Hepimiz, zamanında çocuk idik. Zamanla büyüdük ve hep olmak istediğimiz yetişkin olduk. Yetişkin olduğumuzda her şeyi yapacak kadar özgür olacağımızı düşünüyorduk. Ama büyüdükçe sistemin kölesi olduğumuzun farkında değildik. Zaten farkında olsak büyümek yerine hep çocuk kalmak isterdik.

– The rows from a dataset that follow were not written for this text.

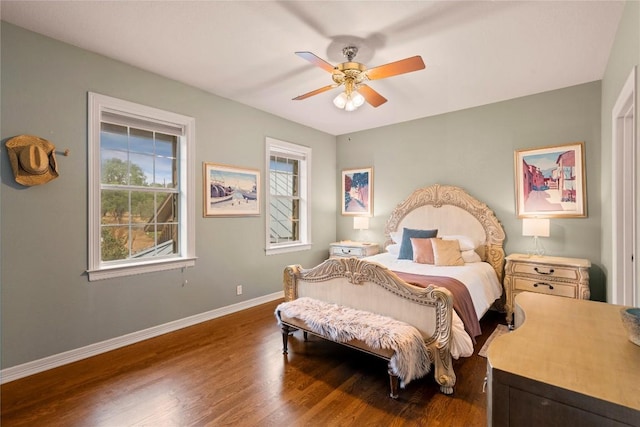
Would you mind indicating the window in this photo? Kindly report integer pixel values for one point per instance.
(141, 186)
(288, 197)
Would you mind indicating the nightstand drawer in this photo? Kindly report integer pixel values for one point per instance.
(542, 286)
(353, 249)
(544, 270)
(347, 251)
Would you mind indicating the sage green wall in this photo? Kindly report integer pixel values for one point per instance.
(474, 149)
(625, 54)
(48, 305)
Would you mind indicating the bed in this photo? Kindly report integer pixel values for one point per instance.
(396, 288)
(455, 215)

Su gibi akıp giden yıllarla birlikte bizlerde yetişkin olduk. Yetişkin olmanın çocukluğumuzda hayal ettiğimiz gibi özgür olmak anlamına gelmediğini öğrendik. Çocukluğumuzda ana ve babamızın himayesindeyken yetişkinliğimizde patronların himayesi altına girdik. Ve artık yetişkindik ama kapitalist sistemin kölesiydik. Çocukluğumuzun o güzelim hayalleri artık bugünümüzün gönül kırgınlıklarıydı.
Hayat bize en büyük özgürlüğün çocukluğumuzda oynadığımız mahalle oyunları olduğunu öğretse de yaşamımızın o kayıp cennetini bir daha bulamayacağız.
Hep deriz ya eski ramazanlar, eski bayramlar, eski, eski, eski... O eskilerde hep çocukluğumuzdaki anılarımız ve mutlu günlerimiz gizlidir.
Ve biz, o anıları zaman zaman zihnimizde saklandığı yerden çıkarıp, oynamakla yetinmek zorundayız.
Acıda olsa çocukluğunda hayal ettiği özgürlüğe ve mutluluğa ulaşamayan yetişkinlerin en önemli oyuncağı çocukluk anılarıdır.
Ve o anılar olmasa yaşam çekilmez ki...
Haydi çocukluğumuza bir daha gülümseyelim ve çocukluğumuzda yaptığımız gibi elimizle çocukluğumuza bir öpücük gönderelim.